The North Carolina Supreme Court has issued an order to take up a case that will determine when about 56,000 felons regain the right to vote.
The justices granted a request to intervene in a pending appeals case centered on a 1973 law that spells out when convicted felons regain the right to vote in North Carolina.
A trial court in March issued a 2-1 split decision to overturn a 1973 law that prohibits felons from voting until their sentences are complete, including post-release probation or parole. The case stems from a 2019 lawsuit filed by the Raleigh-based Community Success Initiative, which claims the law violates the state constitution and was crafted with a racist intent.
The trial court sided with the plaintiffs and ordered "if a person otherwise eligible to vote is not in jail or prison for a felony conviction, they may lawfully register and vote in North Carolina."
Republican lawmakers defending the law appealed the case to the North Carolina Court of Appeals. A three-judge panel with the appeals court split 2-1 in an April ruling that felons would not be allowed to register or vote in the May 17 primary or July 25 elections, but lifted the restriction for the November election as the case progressed through appeal.
State legislative leaders requested an "en banc" hearing from the full 15-member Court of Appeals to reconsider the decision, while the plaintiffs requested the state Supreme Court intervene.
The trial court decision was rendered by a Democrat and unaffiliated judge, with a Republican judge in dissent. The appeals court panel consisted of two Democrat judges who overruled a Republican colleague. The full Court of Appeals consists of 10 Republicans and five Democrats. The state Supreme Court is comprised of four Democrats and three Republicans.
The Friday Supreme Court order, signed by Democrat Justice Anita Earls, grants the plaintiff’s motion to move the case out of the appeals court, but dismissed as moot requests to suspend the normal rules of procedure to expedite the case and to allow felons to vote in the primary.
"Briefs of the respective parties shall be submitted to this court within the times allowed and in the manner provided by Appellate Rule 15(g)(1)," Earls wrote.

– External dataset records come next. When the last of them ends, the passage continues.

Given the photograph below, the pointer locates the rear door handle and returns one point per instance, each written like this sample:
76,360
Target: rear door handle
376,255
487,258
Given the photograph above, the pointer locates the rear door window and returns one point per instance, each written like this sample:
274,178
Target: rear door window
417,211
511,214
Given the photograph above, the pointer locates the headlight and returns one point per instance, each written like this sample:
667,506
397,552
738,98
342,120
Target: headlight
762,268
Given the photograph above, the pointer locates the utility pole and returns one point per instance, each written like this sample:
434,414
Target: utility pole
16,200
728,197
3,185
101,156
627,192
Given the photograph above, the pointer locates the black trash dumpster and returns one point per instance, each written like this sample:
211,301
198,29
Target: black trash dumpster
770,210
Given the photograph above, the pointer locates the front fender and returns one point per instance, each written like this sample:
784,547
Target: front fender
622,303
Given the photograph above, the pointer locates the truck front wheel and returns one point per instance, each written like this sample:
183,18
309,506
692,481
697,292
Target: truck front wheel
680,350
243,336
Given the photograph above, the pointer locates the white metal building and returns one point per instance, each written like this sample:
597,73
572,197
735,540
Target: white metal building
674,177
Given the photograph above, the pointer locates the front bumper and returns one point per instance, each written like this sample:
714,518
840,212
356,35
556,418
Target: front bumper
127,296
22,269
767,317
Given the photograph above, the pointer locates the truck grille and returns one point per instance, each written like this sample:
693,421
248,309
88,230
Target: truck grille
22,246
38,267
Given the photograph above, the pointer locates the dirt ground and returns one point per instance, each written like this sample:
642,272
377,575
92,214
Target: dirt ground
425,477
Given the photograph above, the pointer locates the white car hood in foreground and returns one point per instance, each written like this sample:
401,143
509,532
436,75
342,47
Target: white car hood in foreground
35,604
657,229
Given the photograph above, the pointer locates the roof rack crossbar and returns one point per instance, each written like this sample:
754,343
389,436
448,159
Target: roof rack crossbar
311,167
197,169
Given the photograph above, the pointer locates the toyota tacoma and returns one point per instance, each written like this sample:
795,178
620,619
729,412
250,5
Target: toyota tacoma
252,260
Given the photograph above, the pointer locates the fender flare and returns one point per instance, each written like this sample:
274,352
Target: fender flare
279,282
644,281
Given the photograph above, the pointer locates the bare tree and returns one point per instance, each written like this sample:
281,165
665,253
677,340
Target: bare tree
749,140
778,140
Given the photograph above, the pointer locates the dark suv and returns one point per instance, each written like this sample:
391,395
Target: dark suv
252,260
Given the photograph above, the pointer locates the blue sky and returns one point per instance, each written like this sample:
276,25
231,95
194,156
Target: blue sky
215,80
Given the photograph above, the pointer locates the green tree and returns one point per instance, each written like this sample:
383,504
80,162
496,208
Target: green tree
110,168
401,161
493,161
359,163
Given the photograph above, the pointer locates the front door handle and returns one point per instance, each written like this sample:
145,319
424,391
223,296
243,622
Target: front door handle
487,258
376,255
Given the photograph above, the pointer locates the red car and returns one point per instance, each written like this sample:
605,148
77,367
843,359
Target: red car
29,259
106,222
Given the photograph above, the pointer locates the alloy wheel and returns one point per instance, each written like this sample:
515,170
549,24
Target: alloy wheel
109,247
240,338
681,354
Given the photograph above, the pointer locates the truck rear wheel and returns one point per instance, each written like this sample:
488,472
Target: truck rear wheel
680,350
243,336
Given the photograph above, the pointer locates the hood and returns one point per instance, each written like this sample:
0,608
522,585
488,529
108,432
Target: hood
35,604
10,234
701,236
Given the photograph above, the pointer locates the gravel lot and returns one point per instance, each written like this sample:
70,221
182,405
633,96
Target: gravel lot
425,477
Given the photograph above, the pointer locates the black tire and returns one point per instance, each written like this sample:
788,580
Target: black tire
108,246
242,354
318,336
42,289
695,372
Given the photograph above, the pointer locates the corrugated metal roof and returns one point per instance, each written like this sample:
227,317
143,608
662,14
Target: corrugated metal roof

Lawyers for legislative Republicans argue the trial court ruling in the case ignored a provision in the state constitution that states felons cannot vote in state elections until they are "first restored to the rights of citizenship in the manner prescribed by law." Because the trial court struck down the law, there’s now no "manner prescribed by law" that allows felons to vote, they argue.
The Carolina Journal notes Appeals Court Judge Jefferson Griffin pointed to that reality when he dissented last month.
"The framers of our State Constitution, and the people of this State, established … that convicted felons would not be treated the same as similarly situated, law-abiding citizens and would not be entitled to [the] same right to vote in free elections," Griffin wrote. "Instead, convicted felons would not have the right to vote unless their voting rights are restored ‘in the manner prescribed by law.’"
Griffin also referenced the "high risk of irreparable harm" from allowing felons to vote before the case is resolved.
"If convicted felons are permitted to vote in the November election and Petitioners subsequently prevail on the merits of their appeal, untold thousands of lawful votes cast by North Carolina citizens likely will be diluted by votes cast by convicted felons in violation of our State Constitution," Griffin wrote.
The state Supreme Court is expected to hear the case later this year, according to the Carolina Journal.